The journey to Paris was enlivened by many similar
discussions, Minks dividing his attentions between his master, his
volume of philosophy, and the needs of various old ladies, to whom
such men attach themselves as by a kind of generous, manly instinct.
Minks was always popular and inoffensive. He had such tact.
'Ah! and that reminds me, Minks,' said Rogers, as they paced the banks
of the Seine that evening, looking at the starry sky over Paris. 'What
do you know about the Pleiades? Anything--eh?'
Minks drew with pride upon his classical reading.

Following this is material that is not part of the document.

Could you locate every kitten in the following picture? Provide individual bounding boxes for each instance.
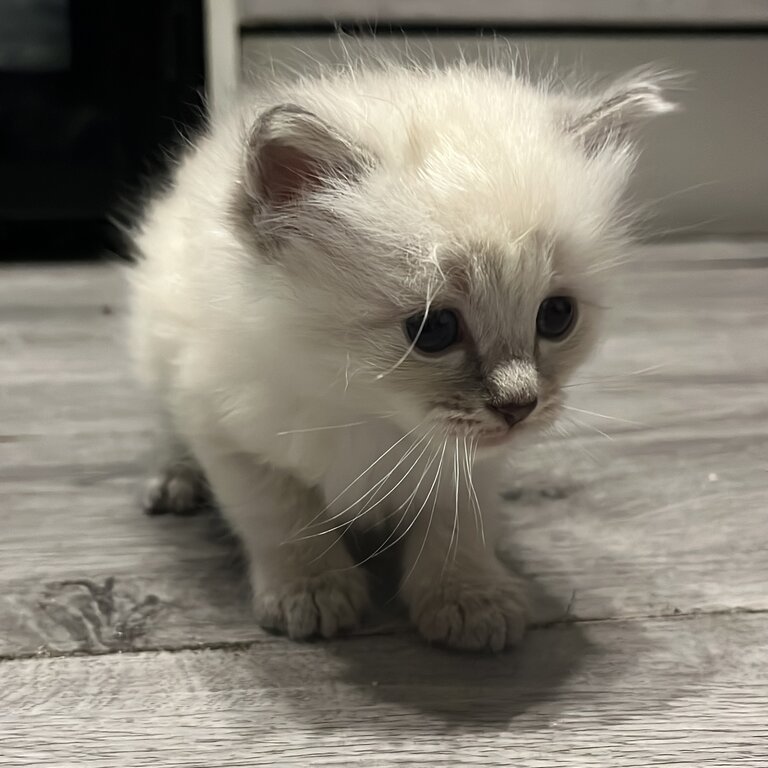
[132,64,672,651]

'The seven daughters of Atlas, Mr. Rogers, if I remember correctly,
called therefore the Atlantides. They were the virgin companions of
Artemis. Orion, the great hunter, pursued them in Boeotia, and they
called upon the gods for help.'
'And the gods turned 'em into stars, wasn't it?'
'First into doves, sir--Peleiades means doves--and then set them among
the Constellations, where big Orion still pursues, yet never overtakes
them.'
'Beautiful, isn't it? What a memory you've got, Minks. And isn't one
of 'em lost or something?'
'Merope, yes,' the delighted Minks went on. He knew it because he had
looked it up recently for his lyric about 'the Doves of Thought.' 'She
married a mortal, Sisyphus, the son of Aeolus, and so shines more
dimly than the rest.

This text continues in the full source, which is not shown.